A Red Deer fire station was narrowly able to avoid being short-staffed on the weekend, and Red Deer fire chief says staff shortages are happening more often.
Station 2 on 67th Street was almost short one fire medic for the four-person crew.
“Somebody did come in for that shift but that does not negate the fact that we are asking for additional staff,” said fire chief Ken McMullen about a budget request going forward to the city for 2023.
On Saturday night, Local 1190 of the International Association of Firefighters tweeted the station was below minimum safe staffing levels, and tweeted again on Sunday.
City of #reddeer 911 for the second straight night is below safe staffing levels while serving 72 fire departments across #alberta This raises the concern that citizens may experience 911 call taking delays as well as potential fire dept communication breakdowns #secondscount
— Red Deer IAFF L1190 (@RedDeerFire) September 19, 2022
McMullen said an engine with only three fire medics would still be able to attend all types of calls, but staffing would not be ideal. They could respond to medical or vehicle collision calls as usual, but they would be hampered at fire calls.
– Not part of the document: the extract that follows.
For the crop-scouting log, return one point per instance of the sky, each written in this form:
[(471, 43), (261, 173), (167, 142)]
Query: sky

“Where the challenge is, is not allowing us to do any interior attacks. They would have to wait for the other apparatus to arrive.”
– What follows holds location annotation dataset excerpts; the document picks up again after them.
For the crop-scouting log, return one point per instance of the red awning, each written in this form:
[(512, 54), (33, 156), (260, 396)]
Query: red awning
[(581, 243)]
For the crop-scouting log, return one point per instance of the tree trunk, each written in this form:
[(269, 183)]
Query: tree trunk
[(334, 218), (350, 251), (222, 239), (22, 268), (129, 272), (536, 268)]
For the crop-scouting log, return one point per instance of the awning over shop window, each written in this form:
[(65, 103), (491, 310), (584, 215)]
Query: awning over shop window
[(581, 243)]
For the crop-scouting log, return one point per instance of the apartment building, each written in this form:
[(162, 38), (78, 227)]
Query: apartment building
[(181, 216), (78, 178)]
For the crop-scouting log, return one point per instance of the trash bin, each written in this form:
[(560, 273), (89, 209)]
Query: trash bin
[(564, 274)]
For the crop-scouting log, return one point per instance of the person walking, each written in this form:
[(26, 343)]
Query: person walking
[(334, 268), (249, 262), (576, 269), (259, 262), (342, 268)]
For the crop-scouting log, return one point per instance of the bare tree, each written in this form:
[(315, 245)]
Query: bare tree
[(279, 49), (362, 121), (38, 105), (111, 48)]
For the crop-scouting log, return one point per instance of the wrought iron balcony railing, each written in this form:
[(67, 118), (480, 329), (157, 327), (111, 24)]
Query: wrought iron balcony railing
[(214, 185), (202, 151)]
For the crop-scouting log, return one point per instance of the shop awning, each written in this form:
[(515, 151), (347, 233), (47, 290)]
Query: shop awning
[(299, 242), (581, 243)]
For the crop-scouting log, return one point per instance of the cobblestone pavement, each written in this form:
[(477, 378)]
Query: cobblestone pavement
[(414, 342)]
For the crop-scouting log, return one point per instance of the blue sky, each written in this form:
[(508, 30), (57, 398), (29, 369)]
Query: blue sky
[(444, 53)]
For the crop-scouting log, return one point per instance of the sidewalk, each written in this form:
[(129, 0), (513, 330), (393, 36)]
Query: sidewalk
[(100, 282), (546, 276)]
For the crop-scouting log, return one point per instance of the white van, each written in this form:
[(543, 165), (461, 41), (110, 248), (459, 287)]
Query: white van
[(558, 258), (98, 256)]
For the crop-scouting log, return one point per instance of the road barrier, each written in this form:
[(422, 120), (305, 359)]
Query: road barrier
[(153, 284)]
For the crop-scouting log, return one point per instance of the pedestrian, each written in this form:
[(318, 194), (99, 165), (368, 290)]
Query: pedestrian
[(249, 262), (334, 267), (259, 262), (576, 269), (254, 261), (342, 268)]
#RedDeer fire station #2 on 67 st is yet again below minimum safe staffing levels tonight. We always strive to achieve the industry standard of 4 personnel per engine but due to continued staffing issues we will be a member short until 0100hrs @IAFFCanada
— Red Deer IAFF L1190 (@RedDeerFire) September 18, 2022
In June one of Red Deer’s five fire trucks could not respond to emergencies Saturday and Sunday evening one weekend when a truck didn’t have any fire medics.
McMullen said staffing has gotten tighter for a variety of reasons and it’s more challenging to get staff to work extra shifts because they are reaching their limits.
“Staff are certainly tired and burned out. Staff have been working around the clock. It’s been a challenging time through COVID.
“It’s not lost on me as the chief that we have to do something to address that need.”
He said unlike other types of workplaces, fire department staff worked steady through the pandemic. That’s why the department is taking a proactive approach and seeking additional staff.
“We just don’t have the bench strength to accommodate all the needs of our staff right now.”